# Oven Install and Replacement- Dacor $400



## CostcoMan (Apr 12, 2010)

Hey friends, I could really use some help and advice on a home project. 

I am replacing a single Dacor oven (ECS130SCH) with a NEW Single Dacor oven (D0130S). The first one died and is costing too much to fix. 

The installer wanted $400 to swap them out. He charged $75 for a presite and told me the new one is 1/4" to tall and he can't do it. Hire a carpenter or buy a different brand. 

I want to make it match so I am stuck on Dacor and I think I figured and easy way of moving the microwave up 1/4" and the cutting a 1/4" more to fit the oven. 

Can someone look at my plans and see if they looks feasible?

----

1. I plan to lift the microwave 1/4" by inserting 1/4" plywood panel under the frame and reinstalling the outer aluminum panel. That will leave room for the new oven.

2. Width cutout is the exact same. But I plan to remove 1/4" of the wood for the top cutout with an electric saw carefully. 

3. Insert new oven into new existing cutout and walah…save $400


What do you guys think?

---------


This is the setup that I now have:









I need to move the microwave up 1/4" to have room for the new oven control panel that will be 1/4" higher:









So I will lift the microwave with 1/4" plywood and reinstall frame around it:









THAN cut out 1/4" of the top of the existing woven wood cabinet cutout. Here is my existing oven cutout requirements: 

AND here are my new requirements.

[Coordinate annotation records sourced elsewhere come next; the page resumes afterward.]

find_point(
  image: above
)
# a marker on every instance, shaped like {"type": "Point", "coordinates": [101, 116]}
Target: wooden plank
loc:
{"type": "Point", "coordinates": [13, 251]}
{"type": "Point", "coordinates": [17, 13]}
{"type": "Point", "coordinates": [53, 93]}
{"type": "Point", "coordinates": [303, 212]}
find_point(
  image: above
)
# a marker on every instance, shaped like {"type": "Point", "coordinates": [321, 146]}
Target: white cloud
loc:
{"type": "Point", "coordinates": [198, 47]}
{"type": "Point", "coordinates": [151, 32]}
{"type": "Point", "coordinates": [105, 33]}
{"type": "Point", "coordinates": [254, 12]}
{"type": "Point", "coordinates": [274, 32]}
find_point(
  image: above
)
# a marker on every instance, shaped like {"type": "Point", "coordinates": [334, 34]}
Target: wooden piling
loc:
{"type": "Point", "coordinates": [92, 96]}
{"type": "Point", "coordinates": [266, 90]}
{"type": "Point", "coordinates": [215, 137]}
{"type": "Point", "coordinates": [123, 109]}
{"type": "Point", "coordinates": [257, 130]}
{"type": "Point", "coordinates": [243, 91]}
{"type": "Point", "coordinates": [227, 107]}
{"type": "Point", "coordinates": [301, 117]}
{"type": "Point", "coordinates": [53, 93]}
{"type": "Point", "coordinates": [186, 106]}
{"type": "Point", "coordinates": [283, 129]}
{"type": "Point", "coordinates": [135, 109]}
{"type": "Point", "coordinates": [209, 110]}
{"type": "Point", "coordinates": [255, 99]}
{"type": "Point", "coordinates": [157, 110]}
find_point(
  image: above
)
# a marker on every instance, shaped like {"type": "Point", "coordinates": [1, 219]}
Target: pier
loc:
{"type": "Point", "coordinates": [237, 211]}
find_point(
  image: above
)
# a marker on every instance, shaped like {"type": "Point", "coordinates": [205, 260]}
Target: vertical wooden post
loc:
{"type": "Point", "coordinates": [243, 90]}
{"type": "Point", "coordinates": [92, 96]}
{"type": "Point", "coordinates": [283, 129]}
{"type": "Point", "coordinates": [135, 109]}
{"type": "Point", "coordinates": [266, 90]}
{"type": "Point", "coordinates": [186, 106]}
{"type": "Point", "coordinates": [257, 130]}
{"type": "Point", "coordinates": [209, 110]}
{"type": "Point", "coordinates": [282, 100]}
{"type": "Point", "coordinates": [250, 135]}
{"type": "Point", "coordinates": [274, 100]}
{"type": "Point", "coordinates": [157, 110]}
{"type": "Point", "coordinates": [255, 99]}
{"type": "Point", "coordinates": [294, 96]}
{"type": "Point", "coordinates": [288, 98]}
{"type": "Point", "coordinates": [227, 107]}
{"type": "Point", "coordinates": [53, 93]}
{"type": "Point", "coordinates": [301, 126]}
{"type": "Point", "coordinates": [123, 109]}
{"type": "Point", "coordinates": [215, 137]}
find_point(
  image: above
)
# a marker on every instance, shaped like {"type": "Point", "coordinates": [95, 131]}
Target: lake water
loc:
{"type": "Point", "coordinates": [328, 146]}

Only thing that has changed is the increase in height requirement for *cutout* and *overall*:







and












SO, is this feasible or am I going to create a mess for myself?


----------



## Jacques (Jul 9, 2008)

one thing about installations-you never know till you start..i looked on Dacor's site; old oven had cutout req of 27-1/2---new one calls for 27-5/8. that's only 1/8. i would think you could plane down top and bottom of cutout. before i did that though; i would measure everything on site. maybe the original cutout ran proud of spec's or new oven is not 'really'-'exactly' what they claim.[hard to believe but it happens].


----------